The start of Deacon King Kong is as explosive and straightforward as it can get – 71-year-old Sportcoat in a perpetual state of drunkenness walks to the local plaza of the Causeway housing project, pulls out a gun from his pocket and shoots the 19-year old drug dealer called Deems at point-blank range. There are about 16 eyewitnesses and they are all sure that Sportcoat’s days are numbered, not just because Deem will seek and get revenge but his drug bosses will need to make a statement as a way of assuring their foot soldiers that they will be protected. It is a relatively straightforward plot that after the first two pages you wonder what the author has planned for the rest of the almost 370 pages. That worry is valid when your expectation is that you are about to immerse yourself into a crime fiction novel of some sort. Deacon King Kong is not any of that and your expectations are soon dashed but dashed for something even better. It is a colourful exploration of the multifaceted humanity of the diverse people that make up the poor community called the Causeway housing project.
There are several things that get you worried by the end of the first two chapters; a relatively basic plot, dozens of characters introduced so soon that you wonder how you could remember them as you suspect it would be a struggle to develop the characters enough to create an impression and the fact that a good portion of the narration is done in New York street slang that is often a drag when overdone. At the end of the book, each of those concerns are torn apart and rendered inconsequential simply because you underrated how good a writer and an excellent storyteller that the author James McBride is. The stories of the interrelated lives of the people of Causeway are as colourful as the prose that James McBride employs to tell them. The prose flows and the storytelling sizzles. At the centre of the plot and the lives of the inhabitants of Causeway are Cuffy Jasper “Sportcoat” Lambkin and the Five Ends Church. Everything revolves around these two and as the master storyteller that he is, James McBride spins the world of Causeway around these two with such shimmering prose that neither big nor small narrative elements are neglected. He does this with the right dose of human intelligence, candour, wit and humour. The crooks are not vilified, neither are they glorified. The complexity of humans is in full view.
The coincidences that marred Bruce Moon’s triple attempt to exert revenge on Sportcoat for shooting Bruce’s foot soldier are as laughable as but excellently told as Sportcoat’s irritability and unwillingness to remember the shooting or his unwillingness to recognize his vulnerability to danger afterwards.

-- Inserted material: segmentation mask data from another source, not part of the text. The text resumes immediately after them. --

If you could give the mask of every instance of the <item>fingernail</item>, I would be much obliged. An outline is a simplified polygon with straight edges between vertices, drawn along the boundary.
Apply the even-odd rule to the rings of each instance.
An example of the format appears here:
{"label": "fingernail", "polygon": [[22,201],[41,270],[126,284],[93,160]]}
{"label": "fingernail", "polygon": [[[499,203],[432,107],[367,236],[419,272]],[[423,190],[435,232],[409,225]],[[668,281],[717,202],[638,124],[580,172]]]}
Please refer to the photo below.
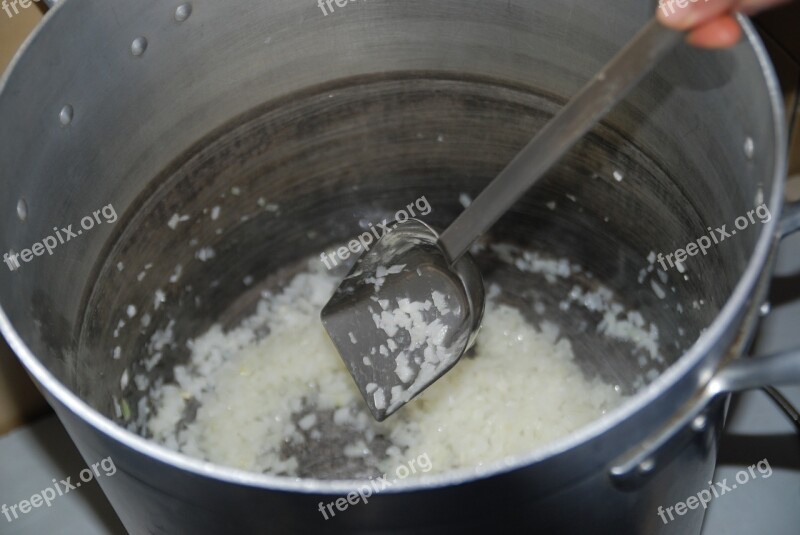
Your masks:
{"label": "fingernail", "polygon": [[681,30],[697,24],[701,19],[700,11],[691,0],[660,0],[658,3],[659,20]]}

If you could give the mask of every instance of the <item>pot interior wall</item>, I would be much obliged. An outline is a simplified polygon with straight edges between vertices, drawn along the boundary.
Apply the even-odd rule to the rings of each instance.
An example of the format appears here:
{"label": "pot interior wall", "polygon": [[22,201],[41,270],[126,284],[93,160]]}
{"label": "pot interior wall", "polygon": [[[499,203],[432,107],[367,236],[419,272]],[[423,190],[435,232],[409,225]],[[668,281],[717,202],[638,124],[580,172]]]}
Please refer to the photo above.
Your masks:
{"label": "pot interior wall", "polygon": [[[84,307],[78,393],[143,431],[148,391],[172,379],[173,366],[188,357],[187,339],[218,320],[234,326],[261,291],[280,290],[307,257],[320,262],[321,251],[369,223],[391,221],[420,196],[431,206],[423,219],[444,228],[462,209],[461,194],[474,197],[559,105],[496,80],[405,73],[309,89],[210,134],[117,225]],[[559,325],[587,375],[631,393],[691,345],[735,280],[712,284],[719,271],[710,267],[732,261],[722,249],[709,251],[686,276],[658,274],[648,262],[650,251],[669,250],[695,227],[687,218],[642,232],[641,214],[667,221],[686,204],[632,140],[598,128],[490,239],[582,269],[553,282],[479,253],[484,276],[502,281],[504,299],[532,320]],[[603,312],[570,301],[574,288],[601,284],[652,321],[663,361],[599,333]],[[131,380],[121,385],[123,373]]]}

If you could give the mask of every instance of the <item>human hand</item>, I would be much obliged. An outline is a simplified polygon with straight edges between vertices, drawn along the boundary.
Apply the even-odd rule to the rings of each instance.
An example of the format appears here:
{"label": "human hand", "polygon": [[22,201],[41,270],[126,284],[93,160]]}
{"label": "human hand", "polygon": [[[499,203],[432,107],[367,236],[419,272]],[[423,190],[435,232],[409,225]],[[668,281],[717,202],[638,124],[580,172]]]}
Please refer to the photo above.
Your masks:
{"label": "human hand", "polygon": [[742,34],[734,13],[753,15],[788,0],[659,0],[658,20],[688,30],[687,41],[704,48],[726,48]]}

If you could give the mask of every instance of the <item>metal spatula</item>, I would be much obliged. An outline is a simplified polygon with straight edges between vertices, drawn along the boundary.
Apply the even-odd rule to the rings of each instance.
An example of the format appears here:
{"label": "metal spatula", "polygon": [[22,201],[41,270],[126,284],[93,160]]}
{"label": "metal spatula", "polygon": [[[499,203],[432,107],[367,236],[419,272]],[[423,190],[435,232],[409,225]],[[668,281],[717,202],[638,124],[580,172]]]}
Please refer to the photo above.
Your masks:
{"label": "metal spatula", "polygon": [[441,377],[474,341],[484,289],[470,245],[682,36],[651,20],[441,236],[419,220],[394,222],[358,258],[322,323],[377,420]]}

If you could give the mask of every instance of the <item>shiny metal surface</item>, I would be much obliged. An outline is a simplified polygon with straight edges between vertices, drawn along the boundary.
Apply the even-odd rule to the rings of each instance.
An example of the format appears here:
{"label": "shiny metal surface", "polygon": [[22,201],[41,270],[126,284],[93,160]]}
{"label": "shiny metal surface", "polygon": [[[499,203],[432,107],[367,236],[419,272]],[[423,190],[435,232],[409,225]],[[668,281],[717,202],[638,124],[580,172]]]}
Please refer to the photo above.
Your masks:
{"label": "shiny metal surface", "polygon": [[606,113],[684,38],[655,18],[641,29],[442,232],[447,255],[457,260],[478,236],[533,186]]}
{"label": "shiny metal surface", "polygon": [[[361,253],[322,309],[321,318],[377,420],[399,410],[447,373],[468,349],[467,342],[477,335],[484,306],[480,273],[471,258],[452,272],[447,269],[448,264],[464,258],[475,240],[505,215],[683,37],[651,19],[536,133],[441,236],[423,222],[411,220],[398,232],[382,237],[371,250]],[[397,226],[395,222],[391,228]],[[400,241],[404,235],[408,240],[405,243]],[[394,267],[401,272],[386,271]],[[384,270],[382,275],[380,270]],[[466,278],[459,275],[465,271],[475,273]],[[447,312],[439,309],[437,293],[440,299],[447,296],[454,301],[444,305]],[[421,312],[422,319],[416,328],[423,328],[424,322],[428,330],[436,329],[440,334],[420,342],[412,340],[410,328],[402,329],[397,336],[397,326],[379,328],[380,320],[373,318],[379,318],[383,312],[372,307],[383,302],[386,306],[381,308],[386,310],[409,299],[429,307]],[[387,314],[393,313],[387,311]],[[378,352],[378,348],[386,353]]]}
{"label": "shiny metal surface", "polygon": [[[177,23],[175,6],[154,0],[60,3],[0,82],[0,245],[18,251],[109,203],[120,214],[116,226],[52,257],[0,270],[0,329],[84,457],[115,459],[119,472],[101,483],[126,527],[443,533],[502,520],[583,533],[675,529],[653,511],[705,486],[721,400],[706,412],[707,438],[684,442],[641,487],[622,490],[607,470],[744,351],[747,317],[760,306],[757,286],[766,285],[777,239],[785,135],[775,78],[749,24],[747,41],[730,51],[680,46],[496,229],[497,238],[592,266],[597,280],[652,313],[663,339],[677,342],[663,348],[661,375],[548,448],[399,482],[333,523],[317,504],[353,482],[209,465],[113,421],[111,396],[125,395],[120,374],[140,362],[137,341],[147,334],[113,339],[123,307],[152,302],[176,263],[194,258],[192,239],[212,244],[226,262],[192,264],[183,280],[193,289],[172,289],[170,307],[154,316],[152,328],[179,312],[178,339],[247,308],[241,286],[211,287],[222,276],[261,280],[420,192],[434,206],[431,223],[450,220],[457,195],[480,191],[654,6],[375,1],[326,17],[289,0],[191,5],[191,17]],[[148,46],[135,56],[138,37]],[[73,110],[68,124],[59,120],[65,106]],[[245,195],[231,194],[234,184]],[[706,226],[732,221],[759,191],[772,220],[709,251],[666,301],[636,282],[650,251],[674,250]],[[176,211],[202,214],[222,193],[230,216],[222,235],[208,225],[166,226]],[[260,195],[286,208],[259,210]],[[549,210],[547,200],[560,209]],[[118,258],[136,267],[114,275]],[[691,307],[701,299],[705,306]],[[571,325],[566,315],[555,319]],[[575,343],[585,371],[631,385],[637,370],[628,351],[608,348],[598,358],[595,341]],[[115,360],[120,343],[131,349]]]}
{"label": "shiny metal surface", "polygon": [[[475,341],[486,301],[471,255],[453,263],[439,234],[418,219],[389,228],[391,234],[359,255],[320,314],[378,421],[458,362]],[[401,325],[399,317],[411,323]],[[430,334],[420,339],[422,332]]]}

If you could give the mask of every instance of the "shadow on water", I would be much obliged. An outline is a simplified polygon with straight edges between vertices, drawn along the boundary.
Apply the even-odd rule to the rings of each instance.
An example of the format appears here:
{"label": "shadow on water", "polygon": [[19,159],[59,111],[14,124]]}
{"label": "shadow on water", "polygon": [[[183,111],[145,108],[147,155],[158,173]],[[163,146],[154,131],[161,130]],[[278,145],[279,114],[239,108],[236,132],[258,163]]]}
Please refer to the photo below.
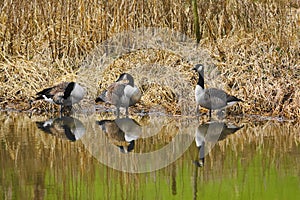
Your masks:
{"label": "shadow on water", "polygon": [[[167,116],[49,119],[1,113],[0,196],[291,199],[300,195],[299,130],[295,122],[247,119],[206,123]],[[162,149],[150,163],[142,161],[145,169],[172,161],[168,165],[124,172],[128,166],[144,170],[136,157]]]}
{"label": "shadow on water", "polygon": [[[243,127],[244,125],[236,126],[233,124],[218,121],[200,124],[196,129],[195,135],[195,143],[197,148],[199,149],[199,159],[194,161],[196,166],[202,167],[204,165],[204,158],[206,153],[211,150],[216,142],[224,140],[227,136],[235,133]],[[210,148],[207,148],[208,144],[210,144]]]}
{"label": "shadow on water", "polygon": [[123,153],[134,149],[135,140],[142,134],[140,125],[131,118],[117,118],[96,122],[109,138],[110,143],[118,146]]}
{"label": "shadow on water", "polygon": [[45,133],[51,134],[58,138],[67,139],[72,142],[80,139],[85,128],[82,122],[73,117],[58,117],[46,121],[36,122],[37,127]]}

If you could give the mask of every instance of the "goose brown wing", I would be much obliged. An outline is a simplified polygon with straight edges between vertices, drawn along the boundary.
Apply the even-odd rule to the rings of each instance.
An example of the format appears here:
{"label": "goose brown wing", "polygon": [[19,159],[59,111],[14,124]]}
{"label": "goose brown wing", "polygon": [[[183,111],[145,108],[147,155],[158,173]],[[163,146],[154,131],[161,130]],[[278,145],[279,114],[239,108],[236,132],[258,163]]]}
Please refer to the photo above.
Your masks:
{"label": "goose brown wing", "polygon": [[106,98],[107,90],[102,91],[102,93],[96,98],[95,102],[108,102]]}
{"label": "goose brown wing", "polygon": [[234,101],[241,101],[243,102],[243,100],[235,97],[235,96],[232,96],[232,95],[227,95],[227,102],[234,102]]}
{"label": "goose brown wing", "polygon": [[243,101],[235,96],[227,94],[225,91],[216,89],[216,88],[210,88],[207,90],[210,97],[214,99],[216,102],[224,101],[225,103],[233,102],[233,101]]}
{"label": "goose brown wing", "polygon": [[106,99],[111,104],[120,103],[121,97],[124,95],[124,88],[126,84],[115,82],[107,88]]}
{"label": "goose brown wing", "polygon": [[205,91],[205,98],[211,104],[212,109],[219,109],[226,106],[228,94],[223,90],[209,88]]}
{"label": "goose brown wing", "polygon": [[62,82],[56,86],[54,86],[51,90],[51,94],[56,94],[56,93],[59,93],[59,92],[65,92],[65,89],[67,88],[67,86],[69,85],[68,82]]}
{"label": "goose brown wing", "polygon": [[52,90],[52,87],[51,88],[46,88],[38,93],[36,93],[37,97],[35,98],[35,100],[40,100],[40,99],[44,99],[44,95],[47,97],[47,98],[53,98],[53,95],[50,93]]}
{"label": "goose brown wing", "polygon": [[38,96],[36,98],[36,100],[44,99],[43,95],[45,95],[47,98],[53,98],[53,96],[57,95],[58,93],[64,93],[67,86],[68,86],[68,82],[62,82],[53,87],[46,88],[46,89],[36,93],[36,95]]}
{"label": "goose brown wing", "polygon": [[68,87],[68,82],[62,82],[52,88],[50,91],[52,96],[52,99],[55,103],[62,105],[64,104],[64,96],[65,96],[65,90]]}

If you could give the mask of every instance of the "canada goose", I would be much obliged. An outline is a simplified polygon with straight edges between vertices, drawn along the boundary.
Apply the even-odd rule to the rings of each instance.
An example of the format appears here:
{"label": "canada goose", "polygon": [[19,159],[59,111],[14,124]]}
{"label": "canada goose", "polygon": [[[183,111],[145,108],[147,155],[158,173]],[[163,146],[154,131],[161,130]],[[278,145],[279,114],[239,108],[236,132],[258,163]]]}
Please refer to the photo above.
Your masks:
{"label": "canada goose", "polygon": [[225,91],[217,88],[204,89],[204,66],[197,64],[193,68],[199,74],[198,83],[195,88],[196,113],[199,113],[199,106],[209,109],[209,117],[212,110],[219,110],[232,106],[233,104],[242,101],[241,99],[227,94]]}
{"label": "canada goose", "polygon": [[36,122],[36,125],[45,133],[72,142],[80,139],[85,133],[82,122],[73,117],[49,119],[47,121]]}
{"label": "canada goose", "polygon": [[72,107],[73,104],[78,103],[83,99],[85,90],[78,83],[62,82],[53,87],[46,88],[36,95],[35,100],[43,99],[60,105],[60,112],[62,113],[62,106]]}
{"label": "canada goose", "polygon": [[119,116],[120,107],[125,107],[126,115],[128,115],[128,107],[137,103],[141,99],[141,96],[139,88],[134,85],[133,77],[128,73],[123,73],[95,101],[115,105],[117,107],[117,116]]}
{"label": "canada goose", "polygon": [[235,133],[243,128],[243,126],[236,126],[233,124],[226,124],[223,122],[208,122],[200,124],[195,133],[195,143],[199,149],[199,159],[194,161],[198,167],[204,165],[205,144],[207,142],[215,143],[224,140],[228,135]]}
{"label": "canada goose", "polygon": [[131,118],[117,118],[115,120],[97,121],[102,131],[107,135],[109,141],[118,146],[123,153],[134,149],[135,140],[142,132],[140,125]]}

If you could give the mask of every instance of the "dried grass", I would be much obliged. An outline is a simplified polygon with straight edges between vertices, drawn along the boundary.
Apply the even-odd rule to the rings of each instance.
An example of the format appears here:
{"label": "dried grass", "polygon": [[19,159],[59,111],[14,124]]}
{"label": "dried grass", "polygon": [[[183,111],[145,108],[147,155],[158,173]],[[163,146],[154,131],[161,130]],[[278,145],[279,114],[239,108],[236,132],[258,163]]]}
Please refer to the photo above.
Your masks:
{"label": "dried grass", "polygon": [[[199,48],[209,53],[212,60],[208,63],[221,72],[222,87],[246,101],[231,112],[300,118],[299,6],[297,0],[198,2]],[[96,55],[95,47],[117,33],[140,27],[167,27],[194,37],[192,6],[185,0],[4,0],[0,10],[2,109],[26,110],[38,90],[62,80],[80,80],[79,66],[85,66],[82,63],[88,55]],[[188,85],[195,84],[195,75],[187,71],[193,64],[187,62],[188,53],[178,54],[180,51],[174,49],[135,50],[115,57],[113,65],[100,70],[104,73],[101,79],[92,79],[94,83],[101,84],[102,89],[125,69],[140,73],[139,69],[154,65],[163,70],[178,69]],[[135,78],[144,92],[139,106],[151,109],[159,104],[173,114],[185,112],[172,85]],[[94,87],[90,97],[101,89]],[[34,106],[51,108],[42,103]]]}

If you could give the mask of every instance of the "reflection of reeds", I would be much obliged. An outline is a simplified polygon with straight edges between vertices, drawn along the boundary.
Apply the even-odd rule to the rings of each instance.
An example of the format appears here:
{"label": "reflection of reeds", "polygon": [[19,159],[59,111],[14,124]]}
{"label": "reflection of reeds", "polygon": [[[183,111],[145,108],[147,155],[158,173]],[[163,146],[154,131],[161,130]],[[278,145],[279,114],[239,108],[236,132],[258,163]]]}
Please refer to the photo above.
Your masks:
{"label": "reflection of reeds", "polygon": [[291,169],[291,166],[295,166],[297,172],[299,168],[296,163],[300,160],[295,153],[300,142],[299,132],[298,124],[250,122],[236,134],[219,141],[209,152],[206,156],[205,179],[222,177],[223,174],[236,178],[239,165],[246,170],[254,162],[258,164],[256,167],[262,167],[264,172],[271,166],[275,166],[277,170]]}
{"label": "reflection of reeds", "polygon": [[[224,76],[225,89],[247,101],[242,112],[299,117],[299,1],[197,2],[200,47],[209,51]],[[194,38],[195,32],[188,1],[4,0],[0,7],[0,106],[6,108],[26,109],[28,97],[42,86],[76,80],[83,59],[116,33],[168,27]],[[130,55],[132,62],[135,56]],[[167,57],[145,60],[160,65]],[[126,69],[130,62],[125,62]],[[159,102],[179,113],[170,94],[161,92]],[[146,95],[144,102],[158,101],[150,99]]]}
{"label": "reflection of reeds", "polygon": [[[80,142],[72,144],[40,131],[35,118],[14,113],[1,115],[0,141],[5,144],[0,151],[4,170],[1,182],[14,182],[12,190],[20,198],[32,199],[31,187],[34,185],[35,197],[42,198],[40,195],[45,195],[45,184],[64,188],[63,191],[68,191],[64,195],[71,198],[72,193],[82,187],[75,185],[82,174],[89,171],[85,180],[94,179],[95,166],[89,164],[92,157]],[[41,120],[41,117],[37,119]],[[74,185],[68,184],[70,179]],[[51,193],[51,188],[46,193]]]}
{"label": "reflection of reeds", "polygon": [[[87,135],[82,141],[72,143],[38,130],[34,121],[45,120],[46,117],[29,118],[13,113],[0,116],[0,164],[3,170],[0,192],[5,191],[8,194],[12,190],[14,195],[26,199],[32,199],[32,195],[36,198],[44,195],[74,198],[74,194],[76,197],[89,199],[96,195],[104,199],[120,196],[124,199],[140,199],[151,195],[147,192],[149,188],[152,192],[153,188],[156,189],[156,193],[152,195],[157,196],[166,195],[167,191],[178,195],[191,190],[191,176],[195,170],[192,160],[198,151],[194,143],[181,158],[163,169],[145,174],[123,173],[99,164],[87,149],[85,142],[88,139],[89,145],[95,149],[99,149],[99,145],[105,140],[100,129],[93,127],[96,126],[94,120],[80,118],[87,129]],[[143,125],[151,124],[149,118],[136,120]],[[180,119],[161,120],[165,124],[157,129],[157,135],[138,139],[134,153],[159,149],[181,134],[180,130],[191,135],[195,133],[192,126],[183,129]],[[219,141],[206,156],[204,167],[196,169],[200,170],[199,173],[194,173],[194,182],[198,181],[195,186],[199,190],[198,194],[207,182],[226,177],[241,178],[251,166],[254,170],[262,169],[262,175],[266,176],[268,169],[274,166],[278,173],[294,173],[285,171],[286,169],[299,172],[300,160],[295,155],[299,153],[300,143],[298,124],[273,121],[243,123],[245,127]],[[102,135],[104,137],[101,138]],[[180,145],[177,144],[175,148]],[[110,159],[110,155],[102,156]],[[169,156],[172,156],[172,152],[169,152]],[[124,163],[120,161],[119,164]],[[134,166],[137,163],[131,164]],[[15,185],[22,187],[16,189]]]}

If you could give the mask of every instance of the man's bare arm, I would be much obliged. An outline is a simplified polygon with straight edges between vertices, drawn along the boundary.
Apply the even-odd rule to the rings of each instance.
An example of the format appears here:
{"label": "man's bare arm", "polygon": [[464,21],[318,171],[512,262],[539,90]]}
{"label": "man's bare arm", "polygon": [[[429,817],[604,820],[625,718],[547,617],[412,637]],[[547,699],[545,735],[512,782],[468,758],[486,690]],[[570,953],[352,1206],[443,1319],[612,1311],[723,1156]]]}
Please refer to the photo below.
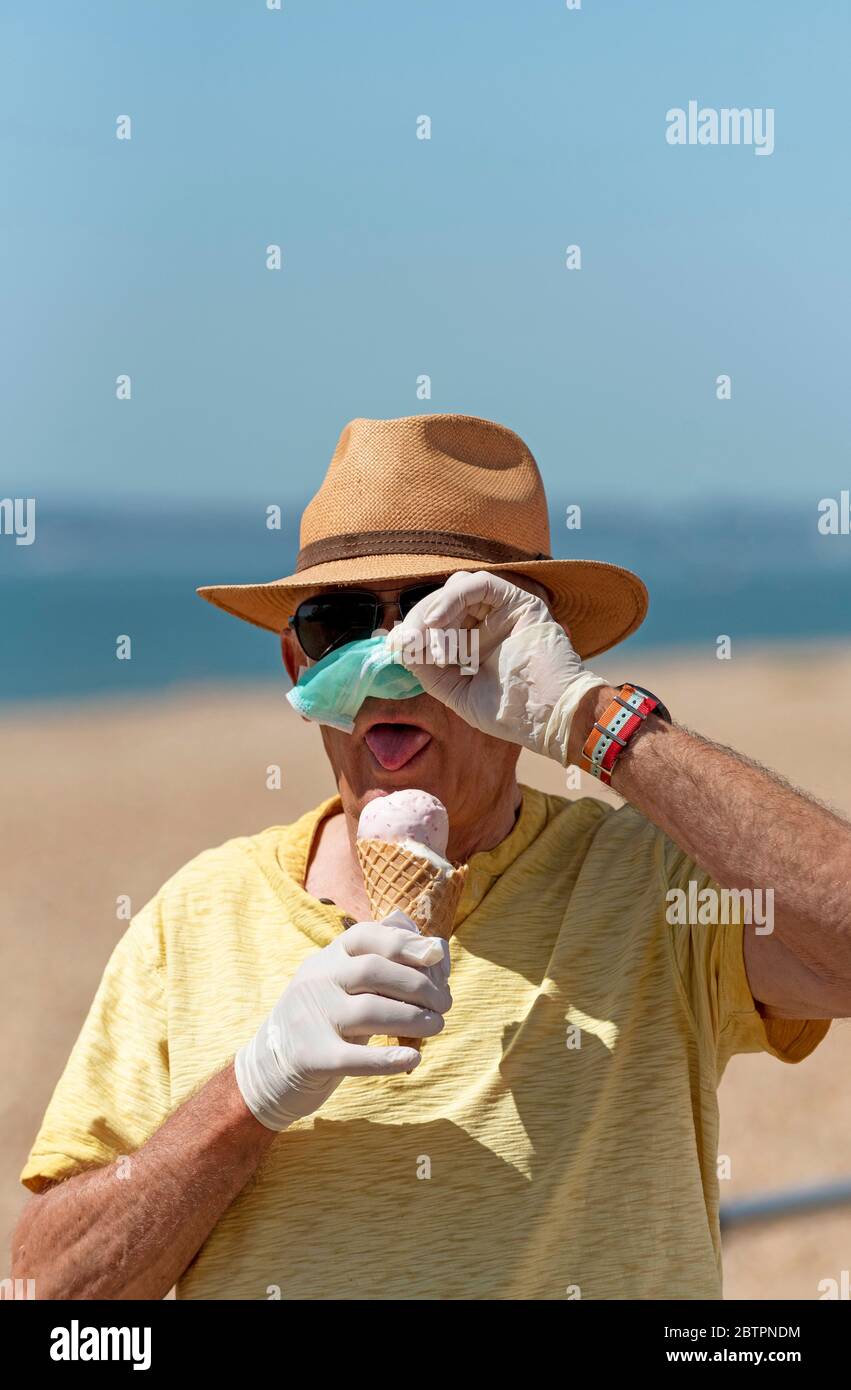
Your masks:
{"label": "man's bare arm", "polygon": [[13,1276],[34,1279],[38,1299],[164,1298],[274,1138],[228,1066],[122,1166],[33,1197],[12,1238]]}
{"label": "man's bare arm", "polygon": [[[577,709],[570,761],[613,695]],[[851,825],[729,748],[649,718],[612,786],[723,888],[772,888],[774,932],[745,935],[754,998],[791,1018],[851,1015]]]}

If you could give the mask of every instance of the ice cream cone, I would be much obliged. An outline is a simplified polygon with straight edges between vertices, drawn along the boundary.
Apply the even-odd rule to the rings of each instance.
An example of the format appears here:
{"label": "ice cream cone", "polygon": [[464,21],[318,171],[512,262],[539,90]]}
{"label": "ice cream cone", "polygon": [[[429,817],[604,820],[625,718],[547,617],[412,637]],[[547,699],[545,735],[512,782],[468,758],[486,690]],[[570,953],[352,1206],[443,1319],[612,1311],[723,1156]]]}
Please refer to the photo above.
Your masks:
{"label": "ice cream cone", "polygon": [[[464,888],[466,865],[445,868],[435,859],[415,854],[406,845],[387,840],[358,840],[358,859],[363,871],[369,907],[376,921],[400,908],[416,922],[424,936],[448,941]],[[391,1044],[422,1048],[422,1038],[391,1038]]]}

Without being overwhelmed with the resolution of the crime as would be expected of any book that starts as Deacon King Kong starts, the story is more about the community that lives in the Causeway housing project. Whether it is about the friendship between Sportcoat and his fellow drunk Sausage, the mutual attraction between Potts the police officer and Sister Gee, the budding romantic feelings between Thomas Elefante and the Guvnor’s daughter or even the dashed hopes that Sportcoat had for Deems as he sees him neglect his baseball skills for a stint on the sidewalks as a drug dealer. In all of these, the struggles are universal and the beauty and ugliness of humanity shine through in almost equal measure. The shooting and the Five End church remain backdrops that enable the community of the Causeway housing project to shine through. Highly recommended.